Je pense au cyberharcèlement, dont vous venez de parler, monsieur le ministre, en évoquant l’application mobile nouvellement lancée : il me semble important qu’il soit mentionné explicitement, conjointement avec le harcèlement scolaire. Puisque ce texte se veut pédagogique, envoyons clairement un message de lutte contre ce fléau qui amplifie le harcèlement scolaire et ne laisse à la victime ni répit ni abri, pas même dans la sphère privée.

Par ailleurs, l’Assemblée nationale a refusé toute possibilité d’assouplissement des modalités de dérogation à la carte scolaire ou de recours à l’instruction en famille pour l’élève harcelé.

Elle a supprimé de la liste des personnes bénéficiant d’une formation initiale et continue à la prévention et à la lutte contre le harcèlement scolaire les titulaires d’un contrat d’engagement éducatif. Une telle mention aurait pourtant encouragé à la création d’un module consacré à cette thématique dans la préparation au brevet d’aptitude aux fonctions d’animateur (BAFA).

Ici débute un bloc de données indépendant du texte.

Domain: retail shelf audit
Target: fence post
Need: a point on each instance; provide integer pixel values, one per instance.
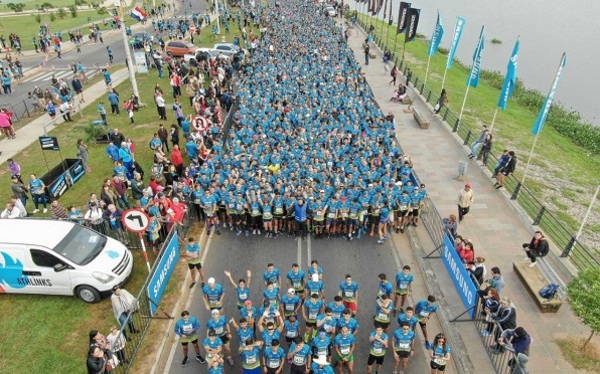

Enfin, l’Assemblée nationale n’a pas entendu notre alerte quant à la création d’une nouvelle mission pour le réseau des œuvres universitaires. Faute de financement pérenne, cette nouvelle mission risque de se transformer très rapidement en nouvelle charge financière. Espérons que des crédits budgétaires soient prévus dans le prochain budget afin de reconduire les 1 600 référents sur lesquels l’Assemblée compte pour la mise en œuvre de cette nouvelle mesure.

Malheureusement, les conditions ne sont pas réunies pour faire évoluer ce texte. Le manque d’ouverture de la part de l’Assemblée nationale est tout à la fois frappant et navrant.

S’agissant d’un sujet sociétal aussi important et d’un fléau dont l’éradication nécessite une mobilisation générale de la société, un tel texte aurait mérité une volonté de compromis, bien au-delà des postures politiques.